Consider interval training, short bursts of intense exercise. Research shows that this method has more impact on your health with less wear and tear, and it works faster and is easier to do. Exercise in short, intensive spurts. Walk briskly for 1 minute or bike hard for 4 minutes. Stop, rest, and repeat. This technique can pack 30 minutes of regular exercise into just 15 with less injury risk.
Establishing and Changing Habits
confirms that every habit includes a cue or trigger, routine, and reward. Your neurological circuitry helps your brain latch onto a particular pattern to make it automatic.

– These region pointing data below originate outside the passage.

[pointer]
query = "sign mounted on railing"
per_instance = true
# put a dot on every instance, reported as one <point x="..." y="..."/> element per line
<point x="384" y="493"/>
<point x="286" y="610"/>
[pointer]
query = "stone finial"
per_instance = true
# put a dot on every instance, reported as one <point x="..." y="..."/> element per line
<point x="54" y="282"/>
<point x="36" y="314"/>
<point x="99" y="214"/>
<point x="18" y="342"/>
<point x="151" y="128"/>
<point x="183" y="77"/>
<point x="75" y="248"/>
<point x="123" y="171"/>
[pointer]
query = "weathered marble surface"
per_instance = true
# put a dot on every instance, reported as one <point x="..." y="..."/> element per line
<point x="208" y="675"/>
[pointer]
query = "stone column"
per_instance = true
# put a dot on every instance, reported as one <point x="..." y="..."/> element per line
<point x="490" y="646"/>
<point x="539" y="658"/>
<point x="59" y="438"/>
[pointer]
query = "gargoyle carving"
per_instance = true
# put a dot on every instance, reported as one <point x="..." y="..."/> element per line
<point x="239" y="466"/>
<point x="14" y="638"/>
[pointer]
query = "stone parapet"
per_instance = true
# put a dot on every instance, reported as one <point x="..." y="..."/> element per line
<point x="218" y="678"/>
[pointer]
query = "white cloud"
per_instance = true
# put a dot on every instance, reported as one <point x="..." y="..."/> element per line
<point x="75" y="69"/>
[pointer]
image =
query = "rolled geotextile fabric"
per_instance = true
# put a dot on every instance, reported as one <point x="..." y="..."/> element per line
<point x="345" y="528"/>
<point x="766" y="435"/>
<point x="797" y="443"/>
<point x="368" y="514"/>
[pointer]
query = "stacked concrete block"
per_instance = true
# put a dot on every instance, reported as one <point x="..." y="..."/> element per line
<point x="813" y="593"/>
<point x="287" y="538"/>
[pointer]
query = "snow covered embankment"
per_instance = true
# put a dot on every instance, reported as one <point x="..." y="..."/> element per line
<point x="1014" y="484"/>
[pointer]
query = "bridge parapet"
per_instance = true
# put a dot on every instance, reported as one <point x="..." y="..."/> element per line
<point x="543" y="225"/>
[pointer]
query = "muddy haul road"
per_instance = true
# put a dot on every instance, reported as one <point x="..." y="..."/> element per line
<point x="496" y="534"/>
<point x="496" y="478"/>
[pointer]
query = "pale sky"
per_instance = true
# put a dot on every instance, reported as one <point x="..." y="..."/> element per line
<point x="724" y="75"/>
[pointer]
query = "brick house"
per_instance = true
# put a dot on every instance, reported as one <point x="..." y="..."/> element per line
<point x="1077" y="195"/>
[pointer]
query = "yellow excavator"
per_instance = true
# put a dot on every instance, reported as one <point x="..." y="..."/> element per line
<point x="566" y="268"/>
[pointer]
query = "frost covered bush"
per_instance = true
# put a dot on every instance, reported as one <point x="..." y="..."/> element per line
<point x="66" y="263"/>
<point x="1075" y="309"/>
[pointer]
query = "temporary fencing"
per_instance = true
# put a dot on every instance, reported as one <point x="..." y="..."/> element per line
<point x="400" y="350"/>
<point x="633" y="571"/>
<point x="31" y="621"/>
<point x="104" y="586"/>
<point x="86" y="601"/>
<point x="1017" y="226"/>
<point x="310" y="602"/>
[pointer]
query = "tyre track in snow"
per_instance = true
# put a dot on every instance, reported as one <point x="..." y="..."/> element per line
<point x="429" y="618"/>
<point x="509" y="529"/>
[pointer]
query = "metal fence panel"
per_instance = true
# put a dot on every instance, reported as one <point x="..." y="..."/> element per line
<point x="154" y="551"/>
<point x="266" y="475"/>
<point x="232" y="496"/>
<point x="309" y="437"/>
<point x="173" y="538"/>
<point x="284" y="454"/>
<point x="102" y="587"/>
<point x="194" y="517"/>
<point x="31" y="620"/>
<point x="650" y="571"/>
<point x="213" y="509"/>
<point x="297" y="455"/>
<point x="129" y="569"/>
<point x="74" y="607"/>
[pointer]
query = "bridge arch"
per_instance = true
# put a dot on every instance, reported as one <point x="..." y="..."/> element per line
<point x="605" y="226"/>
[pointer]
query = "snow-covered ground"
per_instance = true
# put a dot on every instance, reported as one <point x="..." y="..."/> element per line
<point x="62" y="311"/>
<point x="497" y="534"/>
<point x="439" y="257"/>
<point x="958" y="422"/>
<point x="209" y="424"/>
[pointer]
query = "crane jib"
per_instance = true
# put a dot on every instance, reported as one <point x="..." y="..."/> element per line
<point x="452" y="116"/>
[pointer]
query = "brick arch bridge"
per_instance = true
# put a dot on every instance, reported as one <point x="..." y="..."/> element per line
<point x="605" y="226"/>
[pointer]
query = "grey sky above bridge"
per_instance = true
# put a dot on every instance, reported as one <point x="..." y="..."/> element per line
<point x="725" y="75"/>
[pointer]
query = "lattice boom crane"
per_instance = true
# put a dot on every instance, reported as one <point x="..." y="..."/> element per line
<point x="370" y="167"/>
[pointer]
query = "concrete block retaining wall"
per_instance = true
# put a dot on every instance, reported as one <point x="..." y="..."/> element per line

So trying to extinguish a neural pathway that you associate with a specific cue, routine and reward is very challenging. Changing the habit is a better strategy. Find a new routine that correspond with the old cue and reward but is different and better.
Alcoholics Anonymous is a great example of this. The cue is a long day at work. Afterward, the routine is going to a bar and getting a drink. Your reward is relaxation and perhaps a little emotional conversation. To change that habit, go to an AA meeting after a long workday instead.